The use of statistics is broadening, says Laurie Miles, head of analytics at SAS
There’s a buzz in the marketplace surrounding Big Data, but we focus on big analytics because it’s not the data that’s important, it’s what you do with it. The world has changed for statistics with the, if you’ll forgive the term, democratisation of analytics. It used to be that a few specialists would perform analyses in the back office, but point-and-click interfaces, wizard-driven tools and algorithms that self-learn have all meant that an increasing percentage of non-statisticians are now using analytics.
Increasingly, elements are becoming more scalable and growing data volumes mean that analyses need to run faster. Software is currently meeting this challenge, however. In the past, if someone wanted to run a complex mathematical formula, such as a neural network, on a large volume of data it might have begun on Monday morning and finished on Wednesday. We recently ran some tests with our new high-performance analytics software and an enormous volume of data was run through the neural network in 38 seconds. Something that used to take days has come down to less than a minute. What this means is that analysts can try different approaches that previously wouldn’t have been possible due to time constraints. By having the flexibility to explore a variety of options, users get a greater level of accuracy rather than talking a more innovative approach.
Analytics have been around for a long time, but it’s only in the past five years that I’ve seen non-statisticians getting excited by the things you can do with data. It’s still the tip of the iceberg but in the next five years I believe we’ll see the use of statistics opening up even further.
Stephen Langdale, senior technical consultant at NAG, shares his view
On a basic level, there is a consideration of accuracy for every algorithm that’s written. The numerical stability has to be checked to ensure, for example, there are no divide by zero errors or an accumulation of cancellation effects which can render the output meaningless. Furthermore, a lot of work needs to be done to get a computer to consistently calculate reliable results – a necessity given that if the routines you’re relying on to make decisions are returning garbage, your decisions will be the same.
In terms of statistics, one of the things you need to look for is a wide variety of choices of methods for modelling data, allowing problems to be approached from many angles. A library of fast, reliable methods is needed because even though computers have advanced so much over the years, the amount of data people are collecting has increased many more times over. It wasn’t that long ago that a data set of a few thousand would be huge, whereas today many data sets are orders of magnitude larger.
As the number of computing cores continues to increase, it becomes a question of how to split up data and tune statistical methods, some of which were developed decades ago for serial computing. For example, random number generators – the building blocks of Bayesian estimation – is one key area that greatly benefits from computers using threaded models, meaning that problems can be split up and concurrent calculations can be run to save time.

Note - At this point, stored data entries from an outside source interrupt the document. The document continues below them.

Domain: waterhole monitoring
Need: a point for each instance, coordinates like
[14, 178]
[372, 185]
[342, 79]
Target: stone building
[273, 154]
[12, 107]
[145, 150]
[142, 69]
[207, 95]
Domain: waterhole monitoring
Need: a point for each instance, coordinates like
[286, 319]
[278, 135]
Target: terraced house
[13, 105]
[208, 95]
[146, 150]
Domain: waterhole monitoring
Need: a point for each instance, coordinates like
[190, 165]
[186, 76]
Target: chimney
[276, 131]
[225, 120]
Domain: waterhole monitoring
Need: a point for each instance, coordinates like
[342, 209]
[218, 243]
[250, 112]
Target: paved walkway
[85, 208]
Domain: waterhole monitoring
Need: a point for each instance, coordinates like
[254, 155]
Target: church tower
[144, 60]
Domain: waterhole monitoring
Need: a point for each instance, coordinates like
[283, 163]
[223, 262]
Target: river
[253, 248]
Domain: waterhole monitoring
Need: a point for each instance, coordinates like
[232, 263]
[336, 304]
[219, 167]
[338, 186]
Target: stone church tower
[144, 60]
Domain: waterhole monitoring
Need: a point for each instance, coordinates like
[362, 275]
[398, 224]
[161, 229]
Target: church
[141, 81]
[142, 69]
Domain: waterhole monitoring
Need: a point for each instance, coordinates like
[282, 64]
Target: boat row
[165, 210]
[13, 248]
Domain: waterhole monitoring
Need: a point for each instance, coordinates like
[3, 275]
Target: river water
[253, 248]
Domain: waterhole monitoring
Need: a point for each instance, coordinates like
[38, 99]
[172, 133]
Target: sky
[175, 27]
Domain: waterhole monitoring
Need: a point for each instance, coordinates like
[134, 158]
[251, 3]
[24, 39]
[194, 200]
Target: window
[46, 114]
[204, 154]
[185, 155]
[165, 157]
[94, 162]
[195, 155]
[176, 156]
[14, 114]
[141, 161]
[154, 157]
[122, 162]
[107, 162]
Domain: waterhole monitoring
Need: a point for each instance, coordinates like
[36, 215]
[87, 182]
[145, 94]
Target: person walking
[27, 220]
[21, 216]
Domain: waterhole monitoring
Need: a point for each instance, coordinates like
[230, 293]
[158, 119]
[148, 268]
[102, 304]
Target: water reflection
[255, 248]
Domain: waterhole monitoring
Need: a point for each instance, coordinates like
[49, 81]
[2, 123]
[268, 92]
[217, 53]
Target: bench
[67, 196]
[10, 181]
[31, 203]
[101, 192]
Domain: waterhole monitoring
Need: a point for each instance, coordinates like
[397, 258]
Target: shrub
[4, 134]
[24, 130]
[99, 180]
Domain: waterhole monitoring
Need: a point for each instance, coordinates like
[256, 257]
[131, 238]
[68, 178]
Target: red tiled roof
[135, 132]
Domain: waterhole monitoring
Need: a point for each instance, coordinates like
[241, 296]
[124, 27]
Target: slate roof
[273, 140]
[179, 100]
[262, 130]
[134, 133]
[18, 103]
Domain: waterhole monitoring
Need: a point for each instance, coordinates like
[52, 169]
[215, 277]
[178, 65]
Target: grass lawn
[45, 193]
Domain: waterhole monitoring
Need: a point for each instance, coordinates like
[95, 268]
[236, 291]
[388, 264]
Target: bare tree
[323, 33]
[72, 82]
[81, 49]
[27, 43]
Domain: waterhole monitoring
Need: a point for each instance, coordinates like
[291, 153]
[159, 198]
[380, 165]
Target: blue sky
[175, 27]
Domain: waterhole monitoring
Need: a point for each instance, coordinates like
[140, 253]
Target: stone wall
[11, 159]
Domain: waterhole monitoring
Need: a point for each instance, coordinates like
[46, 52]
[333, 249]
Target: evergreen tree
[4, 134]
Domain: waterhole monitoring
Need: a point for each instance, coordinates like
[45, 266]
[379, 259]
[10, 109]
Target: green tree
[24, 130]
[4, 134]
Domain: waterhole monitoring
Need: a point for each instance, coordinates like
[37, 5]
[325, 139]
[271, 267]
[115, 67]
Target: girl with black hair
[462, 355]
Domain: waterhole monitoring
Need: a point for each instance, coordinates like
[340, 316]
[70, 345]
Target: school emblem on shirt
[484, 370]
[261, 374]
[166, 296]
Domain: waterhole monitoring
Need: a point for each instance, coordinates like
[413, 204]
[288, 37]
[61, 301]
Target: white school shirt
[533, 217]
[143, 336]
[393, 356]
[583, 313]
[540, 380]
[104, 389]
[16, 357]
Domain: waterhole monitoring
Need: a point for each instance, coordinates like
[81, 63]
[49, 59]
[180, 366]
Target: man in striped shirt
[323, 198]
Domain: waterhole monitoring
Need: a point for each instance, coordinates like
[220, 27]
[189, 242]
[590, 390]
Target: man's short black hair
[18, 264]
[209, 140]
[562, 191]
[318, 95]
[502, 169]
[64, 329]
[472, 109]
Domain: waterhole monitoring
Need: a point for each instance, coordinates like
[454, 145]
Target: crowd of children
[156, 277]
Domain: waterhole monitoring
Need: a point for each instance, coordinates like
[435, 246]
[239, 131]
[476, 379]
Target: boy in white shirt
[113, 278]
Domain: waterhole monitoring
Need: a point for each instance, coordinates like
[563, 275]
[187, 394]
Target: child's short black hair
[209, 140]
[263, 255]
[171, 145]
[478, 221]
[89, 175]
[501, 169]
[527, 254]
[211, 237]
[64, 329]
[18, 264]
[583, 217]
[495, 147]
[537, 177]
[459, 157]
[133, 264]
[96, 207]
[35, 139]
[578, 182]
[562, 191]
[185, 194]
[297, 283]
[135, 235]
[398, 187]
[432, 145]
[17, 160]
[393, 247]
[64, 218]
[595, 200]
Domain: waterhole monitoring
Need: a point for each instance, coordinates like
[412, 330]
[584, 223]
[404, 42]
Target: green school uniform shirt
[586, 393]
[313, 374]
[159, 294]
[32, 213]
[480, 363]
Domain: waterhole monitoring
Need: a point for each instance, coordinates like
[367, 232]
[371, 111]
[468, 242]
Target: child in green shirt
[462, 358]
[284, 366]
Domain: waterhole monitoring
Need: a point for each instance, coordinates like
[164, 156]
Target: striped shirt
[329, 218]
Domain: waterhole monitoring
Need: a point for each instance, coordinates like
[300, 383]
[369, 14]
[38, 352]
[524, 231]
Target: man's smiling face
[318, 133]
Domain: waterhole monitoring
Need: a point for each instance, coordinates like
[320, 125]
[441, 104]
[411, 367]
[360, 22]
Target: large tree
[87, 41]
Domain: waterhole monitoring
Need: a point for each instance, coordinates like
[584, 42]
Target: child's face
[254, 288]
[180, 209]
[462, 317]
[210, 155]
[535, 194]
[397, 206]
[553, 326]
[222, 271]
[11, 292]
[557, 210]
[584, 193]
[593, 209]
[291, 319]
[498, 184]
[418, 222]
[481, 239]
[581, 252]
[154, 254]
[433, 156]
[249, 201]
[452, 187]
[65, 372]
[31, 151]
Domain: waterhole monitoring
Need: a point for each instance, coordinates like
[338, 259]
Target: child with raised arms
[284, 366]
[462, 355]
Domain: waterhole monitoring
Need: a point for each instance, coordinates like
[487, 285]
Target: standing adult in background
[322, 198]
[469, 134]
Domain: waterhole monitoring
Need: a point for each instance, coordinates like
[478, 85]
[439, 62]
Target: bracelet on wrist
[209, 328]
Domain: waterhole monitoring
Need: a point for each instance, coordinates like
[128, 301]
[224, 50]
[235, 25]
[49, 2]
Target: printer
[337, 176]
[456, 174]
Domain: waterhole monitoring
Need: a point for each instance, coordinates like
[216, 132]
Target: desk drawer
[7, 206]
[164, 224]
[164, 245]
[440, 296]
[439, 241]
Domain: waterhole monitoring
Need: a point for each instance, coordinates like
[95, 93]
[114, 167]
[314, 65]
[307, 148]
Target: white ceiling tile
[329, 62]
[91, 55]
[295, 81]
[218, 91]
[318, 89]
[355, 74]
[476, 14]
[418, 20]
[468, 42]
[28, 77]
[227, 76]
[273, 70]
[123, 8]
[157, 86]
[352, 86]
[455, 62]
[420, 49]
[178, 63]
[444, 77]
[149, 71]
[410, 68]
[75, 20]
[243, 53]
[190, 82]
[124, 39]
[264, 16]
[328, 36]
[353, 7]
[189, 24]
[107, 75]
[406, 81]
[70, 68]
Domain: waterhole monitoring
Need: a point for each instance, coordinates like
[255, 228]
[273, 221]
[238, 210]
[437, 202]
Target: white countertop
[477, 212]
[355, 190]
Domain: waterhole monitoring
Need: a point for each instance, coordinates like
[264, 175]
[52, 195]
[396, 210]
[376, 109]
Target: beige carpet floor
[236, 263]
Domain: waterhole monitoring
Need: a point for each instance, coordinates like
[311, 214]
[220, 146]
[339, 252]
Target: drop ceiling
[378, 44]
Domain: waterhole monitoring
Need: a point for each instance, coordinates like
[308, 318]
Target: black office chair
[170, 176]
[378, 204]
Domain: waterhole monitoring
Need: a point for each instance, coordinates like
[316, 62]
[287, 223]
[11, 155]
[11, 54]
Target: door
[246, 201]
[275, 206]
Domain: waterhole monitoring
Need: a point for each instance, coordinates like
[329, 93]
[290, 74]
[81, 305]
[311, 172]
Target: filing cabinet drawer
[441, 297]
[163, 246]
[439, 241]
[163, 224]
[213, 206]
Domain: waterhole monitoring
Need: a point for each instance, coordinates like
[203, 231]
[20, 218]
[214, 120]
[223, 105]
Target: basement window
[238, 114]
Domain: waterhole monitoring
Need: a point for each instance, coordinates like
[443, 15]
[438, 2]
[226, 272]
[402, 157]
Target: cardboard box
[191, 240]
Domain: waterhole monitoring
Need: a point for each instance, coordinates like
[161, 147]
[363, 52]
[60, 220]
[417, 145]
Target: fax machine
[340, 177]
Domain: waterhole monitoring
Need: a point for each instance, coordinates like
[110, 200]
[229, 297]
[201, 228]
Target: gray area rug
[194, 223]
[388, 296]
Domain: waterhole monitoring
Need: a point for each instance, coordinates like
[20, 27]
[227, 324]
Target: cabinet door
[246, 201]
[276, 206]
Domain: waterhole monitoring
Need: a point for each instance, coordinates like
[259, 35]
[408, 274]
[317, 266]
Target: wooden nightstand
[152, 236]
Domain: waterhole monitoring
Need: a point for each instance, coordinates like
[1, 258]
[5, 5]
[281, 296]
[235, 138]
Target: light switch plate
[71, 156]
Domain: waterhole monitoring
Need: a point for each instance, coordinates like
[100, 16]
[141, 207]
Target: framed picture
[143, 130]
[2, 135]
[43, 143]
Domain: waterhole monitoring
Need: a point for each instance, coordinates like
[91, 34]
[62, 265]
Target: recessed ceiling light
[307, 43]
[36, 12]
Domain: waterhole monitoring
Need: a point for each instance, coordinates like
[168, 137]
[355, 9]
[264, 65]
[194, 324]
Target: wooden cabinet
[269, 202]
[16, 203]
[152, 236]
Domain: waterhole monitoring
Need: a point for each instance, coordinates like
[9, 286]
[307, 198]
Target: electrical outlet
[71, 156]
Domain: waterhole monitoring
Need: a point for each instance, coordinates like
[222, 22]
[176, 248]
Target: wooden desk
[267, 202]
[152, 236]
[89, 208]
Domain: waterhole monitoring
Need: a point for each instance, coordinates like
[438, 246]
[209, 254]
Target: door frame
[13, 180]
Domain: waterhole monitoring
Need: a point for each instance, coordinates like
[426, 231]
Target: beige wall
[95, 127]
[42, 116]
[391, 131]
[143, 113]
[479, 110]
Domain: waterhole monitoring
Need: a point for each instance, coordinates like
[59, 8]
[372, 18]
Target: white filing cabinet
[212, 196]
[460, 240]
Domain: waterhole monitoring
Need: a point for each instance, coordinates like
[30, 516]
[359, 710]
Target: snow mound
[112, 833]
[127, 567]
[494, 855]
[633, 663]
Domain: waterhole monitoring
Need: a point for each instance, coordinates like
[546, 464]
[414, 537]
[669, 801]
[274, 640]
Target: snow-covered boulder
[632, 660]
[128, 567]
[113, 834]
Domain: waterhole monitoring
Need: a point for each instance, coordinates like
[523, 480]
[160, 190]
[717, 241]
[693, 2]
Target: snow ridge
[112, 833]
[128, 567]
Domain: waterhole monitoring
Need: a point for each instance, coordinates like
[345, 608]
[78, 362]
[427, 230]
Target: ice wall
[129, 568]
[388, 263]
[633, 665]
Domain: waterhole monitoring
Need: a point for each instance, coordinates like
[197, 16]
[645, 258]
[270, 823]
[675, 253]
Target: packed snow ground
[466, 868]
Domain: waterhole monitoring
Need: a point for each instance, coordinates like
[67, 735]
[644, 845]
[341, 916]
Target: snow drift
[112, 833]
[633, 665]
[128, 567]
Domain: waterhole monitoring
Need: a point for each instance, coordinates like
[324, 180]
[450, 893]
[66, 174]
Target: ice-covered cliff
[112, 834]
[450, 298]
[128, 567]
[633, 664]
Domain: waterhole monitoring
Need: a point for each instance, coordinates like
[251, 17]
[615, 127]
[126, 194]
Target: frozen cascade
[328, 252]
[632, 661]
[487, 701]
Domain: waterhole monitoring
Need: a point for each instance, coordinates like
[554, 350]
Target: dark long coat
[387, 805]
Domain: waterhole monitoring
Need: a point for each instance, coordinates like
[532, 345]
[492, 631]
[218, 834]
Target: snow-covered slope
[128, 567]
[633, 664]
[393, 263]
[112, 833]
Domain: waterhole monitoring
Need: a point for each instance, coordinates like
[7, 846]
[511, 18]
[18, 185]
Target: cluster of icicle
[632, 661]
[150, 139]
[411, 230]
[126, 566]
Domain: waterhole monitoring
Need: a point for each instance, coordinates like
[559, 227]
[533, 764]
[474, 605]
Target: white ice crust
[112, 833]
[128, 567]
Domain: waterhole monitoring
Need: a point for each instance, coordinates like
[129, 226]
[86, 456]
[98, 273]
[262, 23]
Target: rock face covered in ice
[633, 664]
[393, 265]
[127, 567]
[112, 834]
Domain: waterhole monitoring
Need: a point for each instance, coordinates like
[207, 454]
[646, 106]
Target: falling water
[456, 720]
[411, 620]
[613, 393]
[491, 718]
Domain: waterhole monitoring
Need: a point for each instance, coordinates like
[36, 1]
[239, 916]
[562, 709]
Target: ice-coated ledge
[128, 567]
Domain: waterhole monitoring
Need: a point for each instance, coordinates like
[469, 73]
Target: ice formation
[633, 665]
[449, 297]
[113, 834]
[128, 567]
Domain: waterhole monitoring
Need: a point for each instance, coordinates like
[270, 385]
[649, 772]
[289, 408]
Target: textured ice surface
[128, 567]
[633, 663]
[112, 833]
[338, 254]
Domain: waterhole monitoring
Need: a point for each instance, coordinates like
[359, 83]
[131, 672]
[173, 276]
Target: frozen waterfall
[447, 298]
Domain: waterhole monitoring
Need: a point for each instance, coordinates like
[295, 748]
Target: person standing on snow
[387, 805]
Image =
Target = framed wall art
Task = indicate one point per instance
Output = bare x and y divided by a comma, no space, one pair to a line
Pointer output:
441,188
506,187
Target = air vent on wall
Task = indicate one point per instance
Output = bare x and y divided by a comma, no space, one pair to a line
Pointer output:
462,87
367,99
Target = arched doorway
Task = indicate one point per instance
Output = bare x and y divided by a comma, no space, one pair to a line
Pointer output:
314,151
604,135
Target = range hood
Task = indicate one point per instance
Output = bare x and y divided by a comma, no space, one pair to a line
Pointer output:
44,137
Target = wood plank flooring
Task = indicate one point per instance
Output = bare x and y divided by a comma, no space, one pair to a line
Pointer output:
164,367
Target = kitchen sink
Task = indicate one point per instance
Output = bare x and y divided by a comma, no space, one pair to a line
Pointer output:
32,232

At NAG we have noticed that industry is moving away from simpler models to more complex computer-intensive ones. The NAG Library itself contains over 1,700 methods, including 11 chapters dedicated to areas of statistics. Key areas include probability distributions, random number generators, clustering and regression ranging from multiple regression to generalised linear models to time-series. Feedback from NAG’s users and academia drives the contents of these chapters, but NAG only adds new algorithms if they’ve been stringently tested and are deemed likely to have longevity. But it’s not all that easy to predict which ones will be adopted by the wider community – it’s not always the ones you might expect.